Anota con alivio el final de la primera escritura de una novela y a
continuación la pasa a máquina y la corrige y se la da a leer a Leonard, la
presencia benéfica que apuntala su vida. Al empezar a escribir se había dejado
llevar por su propio entusiasmo, por la embriaguez de inventar y escribir:
apenas publicado el libro ya se aleja de él y no es capaz de recordarlo sin
remordimiento. Quiere lograr una forma fluida y abierta que contenga la vida
sin falsificarla. Quiere el despojamiento de la poesía y la eliminación de lo
premioso o lo superfluo. Aspira a que la novela terminada conserve la libertad
de un borrador. Cada libro empieza siendo una promesa y termina parcialmente en
una claudicación. Así que en seguida hay que empezar otro, no porque ella se lo
proponga, sino porque surge una imagen, un hilo que habrá que seguir, y porque
la inactividad desemboca rápidamente en abatimiento.
De modo
que no hay más remedio que escribir siempre. Cada año empieza con un tomo
encuadernado y en blanco y concluye con él lleno hasta el final de escritura.
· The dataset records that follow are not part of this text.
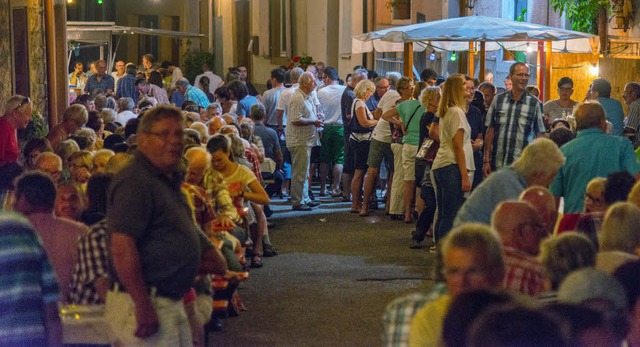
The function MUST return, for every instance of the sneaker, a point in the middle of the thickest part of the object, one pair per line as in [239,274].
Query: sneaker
[301,208]
[336,193]
[415,244]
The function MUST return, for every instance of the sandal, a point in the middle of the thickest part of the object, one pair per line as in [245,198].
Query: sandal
[256,261]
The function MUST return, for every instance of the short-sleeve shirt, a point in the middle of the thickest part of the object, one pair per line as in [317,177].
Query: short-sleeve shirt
[244,105]
[196,95]
[411,112]
[106,83]
[145,204]
[27,283]
[329,97]
[515,125]
[614,113]
[301,106]
[454,119]
[346,101]
[270,100]
[269,138]
[382,131]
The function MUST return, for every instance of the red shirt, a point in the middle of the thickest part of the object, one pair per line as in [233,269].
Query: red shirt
[8,143]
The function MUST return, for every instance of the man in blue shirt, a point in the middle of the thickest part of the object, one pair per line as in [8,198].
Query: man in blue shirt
[126,86]
[600,90]
[100,82]
[592,154]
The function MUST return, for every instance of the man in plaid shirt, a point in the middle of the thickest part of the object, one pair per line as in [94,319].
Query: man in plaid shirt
[521,230]
[514,120]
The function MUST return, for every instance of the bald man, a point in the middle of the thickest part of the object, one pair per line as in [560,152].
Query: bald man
[215,124]
[544,202]
[521,230]
[200,175]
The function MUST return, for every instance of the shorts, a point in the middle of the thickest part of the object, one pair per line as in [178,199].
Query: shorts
[409,162]
[377,151]
[360,150]
[332,140]
[349,164]
[314,157]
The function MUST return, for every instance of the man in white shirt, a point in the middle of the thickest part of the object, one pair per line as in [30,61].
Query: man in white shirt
[302,134]
[332,150]
[214,80]
[125,105]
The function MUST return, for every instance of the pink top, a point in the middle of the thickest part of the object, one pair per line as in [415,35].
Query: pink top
[8,143]
[59,237]
[524,274]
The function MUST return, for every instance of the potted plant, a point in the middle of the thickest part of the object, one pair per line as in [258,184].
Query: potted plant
[401,9]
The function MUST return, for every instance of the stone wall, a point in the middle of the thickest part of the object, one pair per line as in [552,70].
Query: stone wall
[6,82]
[37,56]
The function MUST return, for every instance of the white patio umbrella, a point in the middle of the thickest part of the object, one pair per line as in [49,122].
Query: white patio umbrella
[454,34]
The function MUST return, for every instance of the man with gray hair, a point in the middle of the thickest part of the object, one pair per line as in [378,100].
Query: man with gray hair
[302,134]
[631,96]
[345,107]
[213,110]
[191,93]
[538,165]
[593,153]
[125,110]
[126,85]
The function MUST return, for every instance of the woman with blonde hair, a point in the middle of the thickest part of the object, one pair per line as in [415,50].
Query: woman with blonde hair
[361,126]
[453,166]
[405,88]
[619,237]
[430,99]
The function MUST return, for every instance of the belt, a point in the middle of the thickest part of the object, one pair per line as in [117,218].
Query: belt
[153,291]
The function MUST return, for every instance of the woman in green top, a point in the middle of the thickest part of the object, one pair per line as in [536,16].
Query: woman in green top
[410,112]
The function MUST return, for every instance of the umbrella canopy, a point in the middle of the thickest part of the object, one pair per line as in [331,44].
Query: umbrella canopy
[455,33]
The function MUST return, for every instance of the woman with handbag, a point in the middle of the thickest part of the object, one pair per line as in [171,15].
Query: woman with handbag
[411,112]
[453,166]
[361,126]
[396,202]
[430,98]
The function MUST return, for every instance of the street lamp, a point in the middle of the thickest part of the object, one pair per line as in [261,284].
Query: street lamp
[471,4]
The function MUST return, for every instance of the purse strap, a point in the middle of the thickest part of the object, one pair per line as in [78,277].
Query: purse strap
[411,118]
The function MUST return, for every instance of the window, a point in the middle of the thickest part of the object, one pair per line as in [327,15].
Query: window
[280,30]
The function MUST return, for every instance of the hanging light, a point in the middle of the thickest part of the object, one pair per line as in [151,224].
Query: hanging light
[529,48]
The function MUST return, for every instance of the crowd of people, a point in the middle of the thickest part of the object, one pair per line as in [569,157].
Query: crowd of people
[152,194]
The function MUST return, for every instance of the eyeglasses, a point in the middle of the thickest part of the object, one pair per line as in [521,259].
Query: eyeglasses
[165,135]
[538,227]
[24,101]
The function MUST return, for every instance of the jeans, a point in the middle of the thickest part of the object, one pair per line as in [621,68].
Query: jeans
[428,194]
[300,159]
[449,198]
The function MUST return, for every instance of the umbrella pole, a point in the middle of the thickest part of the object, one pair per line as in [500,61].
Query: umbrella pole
[470,60]
[482,61]
[408,59]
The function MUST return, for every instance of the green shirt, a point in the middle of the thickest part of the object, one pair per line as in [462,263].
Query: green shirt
[411,112]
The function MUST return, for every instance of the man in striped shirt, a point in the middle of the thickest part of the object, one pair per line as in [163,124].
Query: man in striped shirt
[514,120]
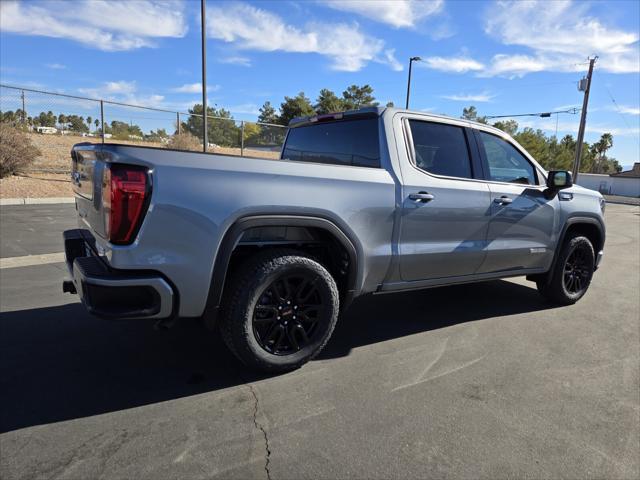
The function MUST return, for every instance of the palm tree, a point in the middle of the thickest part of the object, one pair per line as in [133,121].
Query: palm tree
[600,149]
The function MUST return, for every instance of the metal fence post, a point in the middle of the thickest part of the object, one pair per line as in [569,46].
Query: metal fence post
[102,118]
[241,138]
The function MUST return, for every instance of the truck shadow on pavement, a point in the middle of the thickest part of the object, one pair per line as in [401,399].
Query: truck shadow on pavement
[59,363]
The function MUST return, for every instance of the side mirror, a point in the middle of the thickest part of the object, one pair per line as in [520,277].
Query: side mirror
[558,180]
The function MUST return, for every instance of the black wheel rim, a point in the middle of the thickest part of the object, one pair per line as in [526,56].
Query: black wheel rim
[576,271]
[286,316]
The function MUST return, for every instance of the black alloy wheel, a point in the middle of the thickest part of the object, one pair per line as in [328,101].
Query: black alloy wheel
[569,279]
[577,271]
[285,318]
[280,309]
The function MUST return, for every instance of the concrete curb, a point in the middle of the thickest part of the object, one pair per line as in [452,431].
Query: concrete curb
[36,201]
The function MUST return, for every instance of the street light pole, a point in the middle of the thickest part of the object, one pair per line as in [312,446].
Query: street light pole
[205,140]
[411,60]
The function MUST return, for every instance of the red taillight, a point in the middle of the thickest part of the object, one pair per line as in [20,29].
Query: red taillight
[125,191]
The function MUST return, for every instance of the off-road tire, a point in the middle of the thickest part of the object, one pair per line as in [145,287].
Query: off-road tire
[246,288]
[554,288]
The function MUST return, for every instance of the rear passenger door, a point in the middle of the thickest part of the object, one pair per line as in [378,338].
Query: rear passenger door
[445,210]
[521,231]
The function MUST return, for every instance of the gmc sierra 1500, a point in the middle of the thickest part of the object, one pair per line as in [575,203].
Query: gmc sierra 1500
[368,201]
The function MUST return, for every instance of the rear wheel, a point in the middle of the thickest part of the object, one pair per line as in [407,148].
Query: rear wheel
[571,276]
[280,310]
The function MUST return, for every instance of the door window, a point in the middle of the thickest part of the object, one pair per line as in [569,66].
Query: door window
[441,149]
[348,142]
[505,162]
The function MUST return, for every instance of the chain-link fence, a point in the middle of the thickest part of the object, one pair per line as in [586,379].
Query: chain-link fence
[56,121]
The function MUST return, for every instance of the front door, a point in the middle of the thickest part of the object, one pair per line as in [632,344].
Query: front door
[445,212]
[521,232]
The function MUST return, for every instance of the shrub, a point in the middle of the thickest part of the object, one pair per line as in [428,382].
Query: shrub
[185,141]
[16,150]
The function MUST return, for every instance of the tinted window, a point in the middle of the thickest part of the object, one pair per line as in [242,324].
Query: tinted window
[441,149]
[506,164]
[350,142]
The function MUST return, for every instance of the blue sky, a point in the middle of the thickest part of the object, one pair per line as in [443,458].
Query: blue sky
[503,57]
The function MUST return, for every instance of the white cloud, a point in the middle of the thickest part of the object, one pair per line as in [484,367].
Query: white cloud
[252,28]
[560,36]
[397,13]
[453,64]
[100,24]
[123,91]
[391,60]
[470,97]
[195,88]
[241,61]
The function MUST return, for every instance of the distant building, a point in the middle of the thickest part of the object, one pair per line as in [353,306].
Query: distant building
[626,184]
[47,130]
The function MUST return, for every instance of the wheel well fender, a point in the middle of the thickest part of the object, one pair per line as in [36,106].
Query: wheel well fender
[590,227]
[232,238]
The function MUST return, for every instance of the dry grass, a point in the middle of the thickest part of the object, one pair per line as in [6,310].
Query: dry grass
[35,185]
[16,150]
[54,155]
[55,150]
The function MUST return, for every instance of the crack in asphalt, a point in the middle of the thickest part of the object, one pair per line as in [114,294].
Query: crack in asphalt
[259,426]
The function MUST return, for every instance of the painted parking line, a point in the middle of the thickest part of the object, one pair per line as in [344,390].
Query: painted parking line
[30,260]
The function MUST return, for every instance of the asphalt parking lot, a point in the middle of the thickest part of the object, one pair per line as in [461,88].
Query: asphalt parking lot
[474,381]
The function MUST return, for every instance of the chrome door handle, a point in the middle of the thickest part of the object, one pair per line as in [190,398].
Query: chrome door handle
[504,200]
[422,197]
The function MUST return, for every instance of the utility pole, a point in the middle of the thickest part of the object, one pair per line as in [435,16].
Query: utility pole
[411,60]
[24,113]
[205,140]
[583,117]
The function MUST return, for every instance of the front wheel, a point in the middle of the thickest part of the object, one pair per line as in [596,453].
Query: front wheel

El de 1941 queda inconcluso, más de la tercera parte de las hojas en blanco.
Años después, Leonard Woolf repasa los 27 cuadernos y va extrayendo de ellos
los pasajes relacionados con el oficio de la literatura. Uno de los mejores
libros de Virginia Woolf ha llegado a existir cuando ella ya estaba muerta.
Leonard Woolf, tan atento en la muerte como en la vida, lo tituló AWriter’s
Diary. No conozco otro testimonio mejor sobre la felicidad y la
incertidumbre de escribir. No hay confesión de un escritor en la que haya tanta
verdad como en este diario de Virginia Woolf.